« Toujours est-il qu’il est grand temps de rompre avec le fétichisme des clivages, legs d’une longue colonisation dont on a du mal à se départir. Les daaras représentent une offre éducative valable à travers laquelle se retrouve une bonne frange de la population sénégalaise. Au lieu de continuer à dresser deux catégories opposées, il paraît plus judicieux de chercher à gommer les disparités entre daara et école française et mettre en place un système d’école typiquement sénégalaise qui aura la charge de mouler le nouveau type de Sénégalais (NTS). Un Sénégalais qui aura un bon ancrage dans son environnement socioculturel et religieux, et bien préparé à s’ouvrir au monde extérieur. ( … )
De chaque enfant qui mémorise le Coran aux environs de 10 ans, il est possible de faire un génie en autant d’années dans n’importe quelle autre discipline. Encore qu’il faudrait que les structures d’accueil soient existantes. Cette tâche est dévolue à l’Etat et non à de simples bonnes volontés. L’âge de mémorisation baisse davantage et avec l’introduction récente des préceptes du Tajwiid dans le système d’apprentissage, de plus en plus de jeunes Sénégalais participent aux concours de récitation organisés à l’échelle internationale où ils sont bien classés. Ne pas assister ces potentialités précoces à éclore convenablement en résolvant pour de bon l’absconse question de l’insertion sociale et professionnelle est une lourde responsabilité face à laquelle l’Etat ne peut se dérober sous quelque prétexte que ce soit. Que de talents étouffés! C’est une simple question d’éducation de base. A titre d’exemple, Abdou Wahab Ndao a mémorisé le Coran, appris l’arabe qui l’introduit à la Sorbonne où il apprit le français, l’anglais avant de revenir comme professeur d’allemand à la Faculté des Lettres et Sciences humaines de l’Université de Dakar. Qu’Allah ouvre encore sur lui les outres de sa mansuétude. ». Ce passage tiré de l’épilogue de la contribution réponse : « Fallait-il hurler avec les loups ? » faite en 2014 par le « Promoteur du Coran » suite à la parution de l’ouvrage du Professeur Oumar Sankharé (Paix à son âme) : « Le Coran et la culture grecque», conserve encore sa fraîcheur et paraît plus que d’actualité.
La même année, Ndombour Sène, une jeune pensionnaire du daara « Aicha Oummoul mouminiin » de la vaillante Sokhna Aja Binta Thiaw a remporté le troisième prix du concours international de lecture du saint Coran en Malaisie. Trois ans après, ce fut l’accomplissement total d’un vœu; le Sénégal s’imposa au même concours à la première et troisième place grâce aux exploits respectifs de Mouhamed Moujtaba Diallo et Mame Diara Ngom.

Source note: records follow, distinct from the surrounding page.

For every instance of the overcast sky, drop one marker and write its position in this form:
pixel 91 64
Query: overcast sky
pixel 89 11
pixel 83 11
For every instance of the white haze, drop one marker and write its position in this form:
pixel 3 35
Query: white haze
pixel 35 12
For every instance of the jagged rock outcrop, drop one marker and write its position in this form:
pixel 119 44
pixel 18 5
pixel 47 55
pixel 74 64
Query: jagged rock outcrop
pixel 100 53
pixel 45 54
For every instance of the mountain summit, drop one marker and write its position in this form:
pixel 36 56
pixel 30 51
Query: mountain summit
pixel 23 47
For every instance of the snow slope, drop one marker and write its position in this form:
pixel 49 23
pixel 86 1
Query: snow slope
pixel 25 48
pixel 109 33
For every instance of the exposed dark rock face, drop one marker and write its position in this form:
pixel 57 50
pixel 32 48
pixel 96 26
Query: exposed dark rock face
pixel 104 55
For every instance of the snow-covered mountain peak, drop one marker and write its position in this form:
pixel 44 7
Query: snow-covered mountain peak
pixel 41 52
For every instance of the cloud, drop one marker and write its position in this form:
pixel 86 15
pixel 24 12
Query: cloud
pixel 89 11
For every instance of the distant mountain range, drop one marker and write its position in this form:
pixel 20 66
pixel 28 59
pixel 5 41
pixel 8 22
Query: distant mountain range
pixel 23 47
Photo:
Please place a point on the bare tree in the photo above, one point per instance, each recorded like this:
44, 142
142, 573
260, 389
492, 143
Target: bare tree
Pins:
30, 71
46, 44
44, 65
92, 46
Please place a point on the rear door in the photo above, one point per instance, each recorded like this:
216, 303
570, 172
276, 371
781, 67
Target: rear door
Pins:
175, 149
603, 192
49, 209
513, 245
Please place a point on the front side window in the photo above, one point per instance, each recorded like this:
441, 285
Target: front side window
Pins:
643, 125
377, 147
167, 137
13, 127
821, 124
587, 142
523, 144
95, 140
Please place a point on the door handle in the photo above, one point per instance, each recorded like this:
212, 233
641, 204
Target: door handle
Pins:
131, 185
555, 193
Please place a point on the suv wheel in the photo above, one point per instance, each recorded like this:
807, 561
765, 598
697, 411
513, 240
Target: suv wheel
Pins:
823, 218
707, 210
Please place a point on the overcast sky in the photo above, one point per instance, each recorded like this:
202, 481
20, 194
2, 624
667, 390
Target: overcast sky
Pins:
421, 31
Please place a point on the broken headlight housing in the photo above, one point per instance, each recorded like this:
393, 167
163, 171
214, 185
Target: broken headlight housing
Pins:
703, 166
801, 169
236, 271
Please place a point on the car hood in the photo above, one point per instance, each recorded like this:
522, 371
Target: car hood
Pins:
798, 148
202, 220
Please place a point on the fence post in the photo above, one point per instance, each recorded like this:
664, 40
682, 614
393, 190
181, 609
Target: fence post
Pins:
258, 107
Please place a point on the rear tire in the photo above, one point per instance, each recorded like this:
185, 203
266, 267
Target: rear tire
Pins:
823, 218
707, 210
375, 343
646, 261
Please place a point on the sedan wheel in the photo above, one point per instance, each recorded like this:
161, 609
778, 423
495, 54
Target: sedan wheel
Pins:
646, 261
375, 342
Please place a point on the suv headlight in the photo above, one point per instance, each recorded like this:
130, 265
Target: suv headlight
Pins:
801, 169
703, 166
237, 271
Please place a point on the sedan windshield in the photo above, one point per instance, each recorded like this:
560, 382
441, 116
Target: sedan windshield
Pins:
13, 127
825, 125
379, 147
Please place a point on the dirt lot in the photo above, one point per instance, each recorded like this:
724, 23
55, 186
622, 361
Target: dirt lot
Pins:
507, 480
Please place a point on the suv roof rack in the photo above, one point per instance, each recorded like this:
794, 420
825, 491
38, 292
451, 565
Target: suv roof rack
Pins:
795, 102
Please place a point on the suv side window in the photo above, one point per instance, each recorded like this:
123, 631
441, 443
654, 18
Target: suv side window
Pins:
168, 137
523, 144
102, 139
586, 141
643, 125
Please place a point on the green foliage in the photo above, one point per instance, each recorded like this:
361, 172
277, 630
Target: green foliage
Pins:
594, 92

Le sublime duo qu’ils formèrent rappela au monde entier qu’en Islam c’est une réalité bien établie que la femme peut valablement entrer en compétition avec l’homme, partout où besoin est.
Ce fut au Sénégal (malgré la reconnaissance tardive du grand mérite) une entrée en matière pour vivre un mois de Ramadan à l’ère du Coran. Naturellement il n’y a rien d’étonnant de parler, réviser voire revisiter le Coran en plein Ramadan, mois de sa révélation et pour cause. La particularité du mois béni d’où nous sortons a été qu’avec la médiatisation du triomphe, nombre de Sénégalais ont eu la volonté réelle de parfaire leur Coran, d’autres celui de leurs enfants; au moment ou d’autres encore trouvaient nécessaire de parler vaille que vaille du Coran pour une question de buzz.
Passé les moments d’émotion et d’exultation, cet heureux évènement devrait nous amener à analyser et réfléchir davantage sur les clichés et idées reçues que nous avons du Coran ou de l’enseignement du Coran et qui n’ont rien à voir avec. Cette réflexion vivement encouragée par le Coran est le seul moyen d’en tirer profit pour un tant soit peu d’amélioration de nos conditions de vie. « Que de signes répandus dans les cieux et sur la terre! Les gens passent auprès d’eux en s’en détournant! » Sourate Yussuf , v. 105.
Dès lors, admettons que le présent article n’a pas la prétention de traiter ces stéréotypes de manière globale ou exhaustive, mais d’en tirer juste quelques uns afin de les mettre, – loin de tout prisme déformant- en collation avec la réalité du Coran, du monde du Coran, au sortir du mois béni du Coran.
L’un des fléaux majeurs qui gangrène la société sénégalaise est le phénomène de la mendicité auquel on a encore du mal à trouver un remède. Unanimement nous avions poussé un ouf de soulagement quand un bon matin les plus hautes autorités du pays se sont levées pour dire qu’il fallait y mettre un terme. Hélas, aujourd’hui encore s’offre à nous dans la capitale comme dans les autres grandes villes ce décor hideux d’hommes, de femmes et d’enfants qui tendent la main à chaque tronçon de rue.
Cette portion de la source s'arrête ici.